Success rates and timelines of recently studied viral vaccine candidates

1. The overall probability of progression from phase 2 trials to FDA approval within 10 years was 1 in 10.

2. The average time from phase 2 to licensure was roughly four and a half years, although this period ranged from mere weeks to over a decade.

Evidence Rating Level: 2 (Good)

Study Rundown: With nearly 30 of 50 candidates advancing to phase 2 testing within months and multiple companies (Pfizer, Moderna, and AstraZeneca) already unveiling preliminary results from phase 3 trials, the development of vaccines against SARS-CoV-2 has been proceeding at breakneck pace. Despite these highly promising results, success is far from certain; one possibility that must be considered is the occurrence of various unanticipated setbacks such as vaccine-dependent enhancement, an effect that may not be immediately evident. While previous studies have examined some potential variables affecting the pace and probability of success of vaccine development, those were generally performed using clinical data from the previous decade. In order to account for the impact of recent technological advances such as next-generation sequencing and angstrom-resolution imaging, this study investigated all vaccines for emerging and reemerged viral infectious diseases (EVIDs) with clinical trials of any phase since 2005, a year which marked the inception of several new vaccine development approaches. After accounting for over 20 EVIDs, under 80 vaccines were found to have completed phase 1. Of these, only 9 ultimately advanced to approval, the fastest timeline being under 2 months and the slowest reaching nearly 14 years. While the overall probability of success (POS) within 10 years was 1 in 10, the exclusion of pandemic influenza trajectories lowered this number to only 1 in 30. This study offered a broad overview of the success probabilities and timelines of vaccines against viral diseases, but further research is needed to identify specific factors influencing movement through the development pipeline.

Click here to read the study in Annals of Internal Medicine

Relevant Reading: Clinical development success rates for investigational drugs

In-Depth [retrospective cohort]: This study utilized public data from ClinicalTrials.gov between 1 January 2005 and 22 March 2020 to identify 606 prelicensure trials involving 220 vaccine candidates.

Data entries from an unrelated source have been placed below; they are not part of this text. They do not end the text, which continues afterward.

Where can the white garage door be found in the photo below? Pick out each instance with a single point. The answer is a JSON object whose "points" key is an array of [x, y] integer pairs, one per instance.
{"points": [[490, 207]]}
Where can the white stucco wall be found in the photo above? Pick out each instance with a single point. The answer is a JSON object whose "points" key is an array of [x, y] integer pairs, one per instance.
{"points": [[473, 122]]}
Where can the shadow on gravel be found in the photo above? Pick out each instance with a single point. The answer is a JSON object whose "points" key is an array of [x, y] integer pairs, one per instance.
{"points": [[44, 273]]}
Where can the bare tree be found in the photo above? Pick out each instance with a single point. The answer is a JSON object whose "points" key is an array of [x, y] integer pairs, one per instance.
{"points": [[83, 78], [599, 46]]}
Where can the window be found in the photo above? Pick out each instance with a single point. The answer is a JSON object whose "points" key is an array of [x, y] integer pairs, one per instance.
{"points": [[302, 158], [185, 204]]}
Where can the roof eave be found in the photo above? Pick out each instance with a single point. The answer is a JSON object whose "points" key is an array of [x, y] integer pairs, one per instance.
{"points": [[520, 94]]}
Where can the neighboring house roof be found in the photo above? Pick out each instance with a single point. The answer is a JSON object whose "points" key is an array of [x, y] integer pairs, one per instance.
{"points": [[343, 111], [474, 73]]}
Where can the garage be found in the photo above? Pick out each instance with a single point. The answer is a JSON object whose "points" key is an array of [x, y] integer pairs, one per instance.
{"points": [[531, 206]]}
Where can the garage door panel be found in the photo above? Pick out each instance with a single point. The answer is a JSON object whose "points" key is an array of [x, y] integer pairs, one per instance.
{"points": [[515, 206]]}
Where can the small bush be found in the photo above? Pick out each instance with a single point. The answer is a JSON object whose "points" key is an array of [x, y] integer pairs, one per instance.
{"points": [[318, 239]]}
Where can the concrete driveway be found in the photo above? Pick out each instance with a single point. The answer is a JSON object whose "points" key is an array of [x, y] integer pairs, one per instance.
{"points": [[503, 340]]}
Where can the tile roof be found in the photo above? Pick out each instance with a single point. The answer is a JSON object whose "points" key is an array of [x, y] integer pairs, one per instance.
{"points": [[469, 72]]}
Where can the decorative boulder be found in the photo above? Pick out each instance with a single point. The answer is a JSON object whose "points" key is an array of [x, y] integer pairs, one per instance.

Only 76 candidates qualified for the primary analysis by progressing beyond phase 1, which reduced the the number of resolvable EVIDS from 27 to 23 (HIV, H5N1, Ebola, H1N1, H7N9, Zika, Universal flu, EV71, Dengue, West Nile, Chikungunya, H3N2v, Hepatitis C, Marburg, MERS, Smallpox, Yellow fever, Hantavirus, CCHF, H10N8, Lassa, Nipah, and Rift Valley). Of these 76 trajectories, only 9 were ever approved (shortest timeline, 6.4 weeks; longest timeline, 13.9 years), and only 7 were approved within 10 years of phase 2 start, corresponding to a Kaplan-Meier estimate of the POS of 10.0% (95% CI, 2.6% to 16.9%). After excluding pandemic influenza trajectories which primarily capitalized on an existing platform, the POS was reduced to merely 3.2% (CI, 0.0% to 9.2%). The probabilities of transition from phase 1 to phase 2 and from phase 2 to phase 3 were similar (38.2% [CI, 30.7% to 45.0%] versus 38.3% [CI, 23.1% to 50.5%]), but 61.1% (CI, 3.7% to 84.3%) of candidates that reached phase 3 were eventually granted approval. Vaccine type was found to have a major effect on POS, with only split virus vaccines (POS, 56.4%; CI, 12.6% to 78.2%) and nucleic acid vaccines (POS, 5.9%; CI, 0.0% to 16.4%) obtaining licensure within 10 years.